# Citation Extractor

Given a pdf file, an extract of text in the file, fetch all the papers cited in the extract.

In [1]:
import fitz  # PyMuPDF
import re
from rapidfuzz import fuzz
from tqdm import tqdm
from time import sleep
import json
import requests

In [2]:
datadir = "/home/surya/NEU/CS5100 FAI/Project/pdfreader/"
file = datadir + "test.pdf"
doc = fitz.open(file)

In [3]:
extract = """
This is the same objective optimized in prior works [49, 38, 1, 26] using the DPO-equivalent reward
for the reward class of rφ . In this setting, we can interpret the normalization term in f (rφ, πref , β)
as the soft value function of the reference policy πref . While this term does not affect the optimal
solution, without it, the policy gradient of the objective could have high variance, making learning
unstable. We can accommodate for the normalization term using a learned value function, but that
can also be difficult to optimize. Alternatively, prior works have normalized rewards using a human
completion baseline, essentially a single sample Monte-Carlo estimate of the normalizing term. In
contrast the DPO reparameterization yields a reward function that does not require any baselines.
"""

extract = extract.strip()

In [4]:
extract = """
Visual object tracking studies the joint spatial-temporal localization of objects in videos. From a
video and a predefined taxonomy, multiple object tracking (MOT) models simultaneously detect,
recognize, and track multiple objects. For example, MOT [54] tracks humans, KITTI [25, 50] tracks
pedestrians and cars, and TAO [15] tracks a large taxonomy of 833 categories. In contrast, single
object tracking (SOT) follows a single object via a provided initial template of the object, without
any detection or recognition. Thus, SOT is often taxonomy-free and operates on generic objects.
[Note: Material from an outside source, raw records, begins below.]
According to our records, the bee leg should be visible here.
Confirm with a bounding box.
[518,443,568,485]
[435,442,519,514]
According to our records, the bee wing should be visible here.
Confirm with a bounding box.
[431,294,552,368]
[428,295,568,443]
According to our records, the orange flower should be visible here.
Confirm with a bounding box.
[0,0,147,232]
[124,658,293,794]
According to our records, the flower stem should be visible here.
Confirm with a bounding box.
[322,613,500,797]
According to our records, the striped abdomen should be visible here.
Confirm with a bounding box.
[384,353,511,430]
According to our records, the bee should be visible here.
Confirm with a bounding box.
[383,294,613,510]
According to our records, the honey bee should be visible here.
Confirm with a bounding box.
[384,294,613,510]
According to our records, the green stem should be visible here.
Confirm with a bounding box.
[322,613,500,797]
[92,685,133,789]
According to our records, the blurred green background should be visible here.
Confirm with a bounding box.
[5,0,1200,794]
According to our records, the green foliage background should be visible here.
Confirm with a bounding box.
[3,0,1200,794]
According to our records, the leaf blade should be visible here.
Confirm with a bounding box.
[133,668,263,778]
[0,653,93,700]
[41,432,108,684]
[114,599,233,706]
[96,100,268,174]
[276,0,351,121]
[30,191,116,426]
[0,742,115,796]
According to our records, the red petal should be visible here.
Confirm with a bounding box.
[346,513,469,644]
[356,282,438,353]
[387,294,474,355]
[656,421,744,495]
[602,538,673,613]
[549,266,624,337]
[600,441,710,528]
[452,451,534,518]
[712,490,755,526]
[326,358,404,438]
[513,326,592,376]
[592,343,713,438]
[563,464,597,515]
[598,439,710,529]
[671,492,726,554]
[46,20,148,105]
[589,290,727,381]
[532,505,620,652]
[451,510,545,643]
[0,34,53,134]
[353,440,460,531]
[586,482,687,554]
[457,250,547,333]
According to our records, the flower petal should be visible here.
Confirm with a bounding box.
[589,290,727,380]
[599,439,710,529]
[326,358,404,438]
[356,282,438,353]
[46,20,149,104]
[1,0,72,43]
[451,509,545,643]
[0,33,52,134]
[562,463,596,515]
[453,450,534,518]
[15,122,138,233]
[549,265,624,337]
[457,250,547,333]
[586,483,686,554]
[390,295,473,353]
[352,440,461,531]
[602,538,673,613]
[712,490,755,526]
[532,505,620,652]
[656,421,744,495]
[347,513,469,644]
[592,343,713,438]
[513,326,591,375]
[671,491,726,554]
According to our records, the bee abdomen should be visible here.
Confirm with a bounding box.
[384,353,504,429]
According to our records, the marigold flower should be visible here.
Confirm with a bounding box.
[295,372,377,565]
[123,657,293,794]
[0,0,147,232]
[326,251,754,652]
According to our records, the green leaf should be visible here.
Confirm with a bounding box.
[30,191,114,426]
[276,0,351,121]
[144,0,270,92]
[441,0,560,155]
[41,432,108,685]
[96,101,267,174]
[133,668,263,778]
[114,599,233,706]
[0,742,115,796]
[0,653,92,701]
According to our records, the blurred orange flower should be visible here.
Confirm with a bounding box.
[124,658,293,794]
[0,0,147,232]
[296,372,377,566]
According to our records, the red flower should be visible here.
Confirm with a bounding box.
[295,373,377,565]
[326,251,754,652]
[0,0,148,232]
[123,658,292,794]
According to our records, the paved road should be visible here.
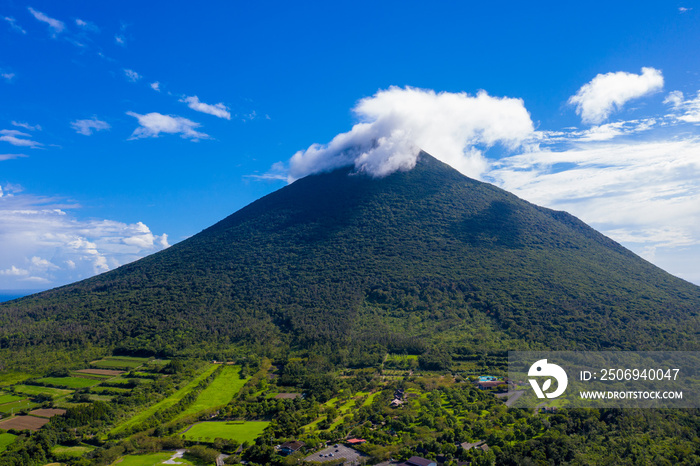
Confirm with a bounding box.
[505,390,525,407]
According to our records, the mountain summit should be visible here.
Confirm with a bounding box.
[2,153,698,360]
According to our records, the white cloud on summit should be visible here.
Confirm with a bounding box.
[0,186,169,288]
[287,86,534,181]
[27,7,64,36]
[181,96,231,120]
[127,111,208,140]
[569,67,664,124]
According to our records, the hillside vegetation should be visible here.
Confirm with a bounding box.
[1,154,699,368]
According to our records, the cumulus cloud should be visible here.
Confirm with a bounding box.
[71,117,110,136]
[0,186,169,289]
[27,7,64,36]
[126,111,208,140]
[150,81,160,92]
[181,95,231,120]
[115,34,126,46]
[123,68,141,82]
[569,67,664,124]
[287,86,534,181]
[4,16,26,34]
[1,73,15,82]
[0,129,42,148]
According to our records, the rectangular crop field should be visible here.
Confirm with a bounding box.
[174,365,249,421]
[0,433,17,453]
[89,357,149,370]
[12,385,73,398]
[110,364,218,435]
[74,368,125,377]
[0,399,37,415]
[51,444,95,457]
[0,415,49,431]
[34,377,100,389]
[111,452,195,466]
[0,393,24,405]
[182,421,270,443]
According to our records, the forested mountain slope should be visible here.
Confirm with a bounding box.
[2,153,698,360]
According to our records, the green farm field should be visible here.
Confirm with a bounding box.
[0,399,37,414]
[90,357,149,370]
[109,452,195,465]
[182,421,270,443]
[52,444,95,457]
[0,372,33,387]
[0,433,16,454]
[34,376,100,389]
[110,364,218,435]
[174,365,249,421]
[0,393,24,405]
[13,384,73,398]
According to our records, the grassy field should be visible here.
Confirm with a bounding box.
[110,364,218,435]
[90,357,150,370]
[0,371,33,387]
[52,444,95,457]
[109,452,196,465]
[174,365,249,421]
[13,384,73,398]
[0,399,38,414]
[183,421,270,443]
[0,433,16,454]
[35,376,100,389]
[0,393,24,405]
[90,386,130,394]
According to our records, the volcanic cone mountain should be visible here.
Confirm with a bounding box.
[1,153,698,359]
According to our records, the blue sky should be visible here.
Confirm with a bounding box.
[2,1,700,290]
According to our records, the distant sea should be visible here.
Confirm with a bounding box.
[0,290,42,303]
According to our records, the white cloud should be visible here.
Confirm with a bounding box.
[0,129,41,148]
[0,154,28,161]
[2,73,15,82]
[0,265,29,276]
[287,86,534,181]
[71,117,111,136]
[664,91,684,108]
[27,7,65,36]
[0,186,170,289]
[679,7,691,12]
[115,34,126,46]
[126,111,209,140]
[488,137,700,284]
[12,121,41,131]
[3,16,26,34]
[150,81,160,92]
[75,18,99,32]
[181,95,231,120]
[568,67,664,124]
[124,68,141,82]
[665,91,700,123]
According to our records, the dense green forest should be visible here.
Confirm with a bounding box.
[0,153,699,464]
[1,154,698,370]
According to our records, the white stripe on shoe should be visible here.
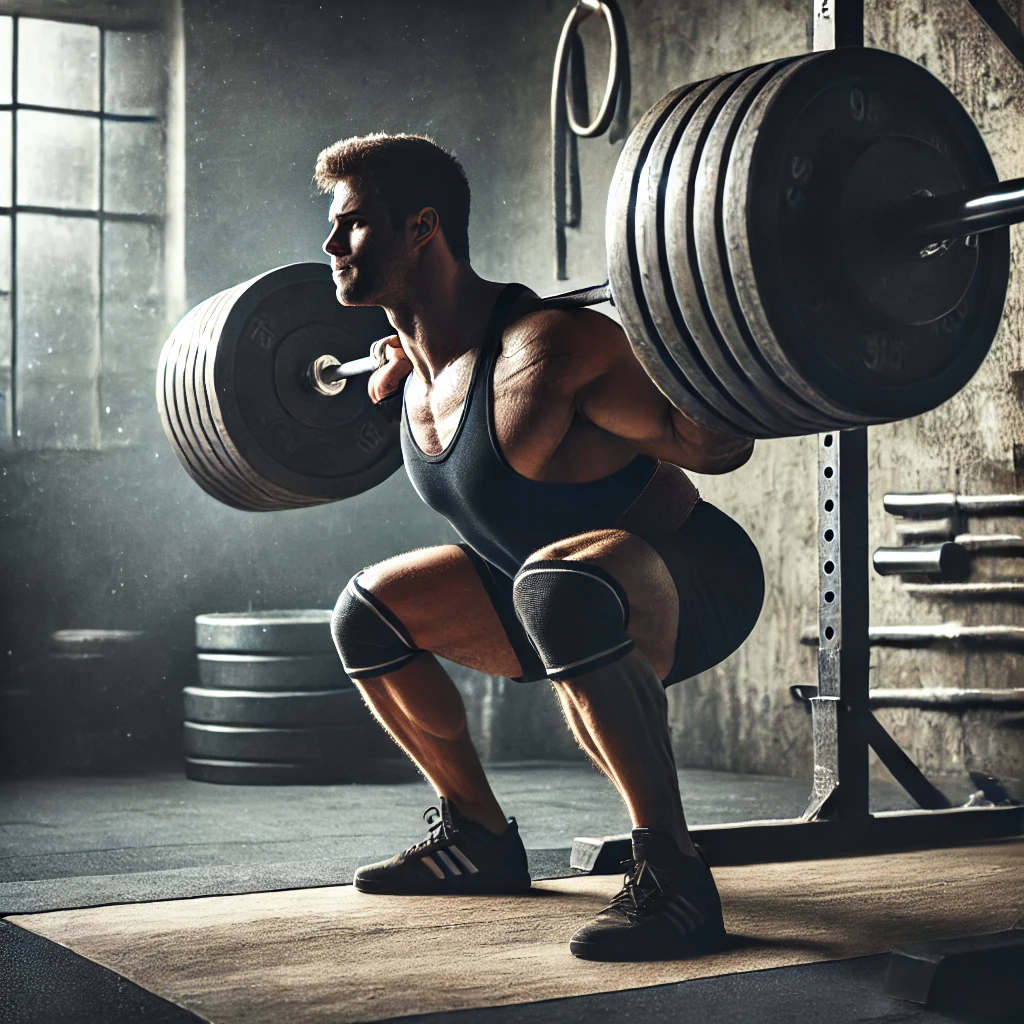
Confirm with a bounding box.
[449,845,479,874]
[435,850,463,876]
[420,855,445,880]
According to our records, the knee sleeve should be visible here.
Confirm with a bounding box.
[511,559,634,680]
[331,573,420,680]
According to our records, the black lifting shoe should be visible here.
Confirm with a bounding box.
[353,797,532,896]
[569,828,727,962]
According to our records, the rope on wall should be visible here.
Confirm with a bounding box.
[551,0,631,281]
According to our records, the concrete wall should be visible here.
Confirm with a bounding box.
[3,0,1024,791]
The
community has constructed multiple popular benchmarks to study this problem, including OTB [76],
UAV [56], NfS [36], TC-128 [45], NUS-PRO [41], GOT-10k [32], VOT [38], and TrackingNet [57].
"""

extract = extract.strip()

## Find the extract text in the document

In [5]:
THRESHOLD = 92

In [6]:
matches = []

for page_num in tqdm(range(len(doc)), leave=False):
    page = doc.load_page(page_num)  # load the current page
    text_blocks = page.get_text_blocks()  # get a list of links on the current page
    for block in text_blocks:
        text = block[4]

        match_score = fuzz.partial_ratio(extract, text)

        if match_score >= THRESHOLD:
            matches.append((block, page_num, match_score))

matches = sorted(matches, key=lambda x: x[2], reverse=True)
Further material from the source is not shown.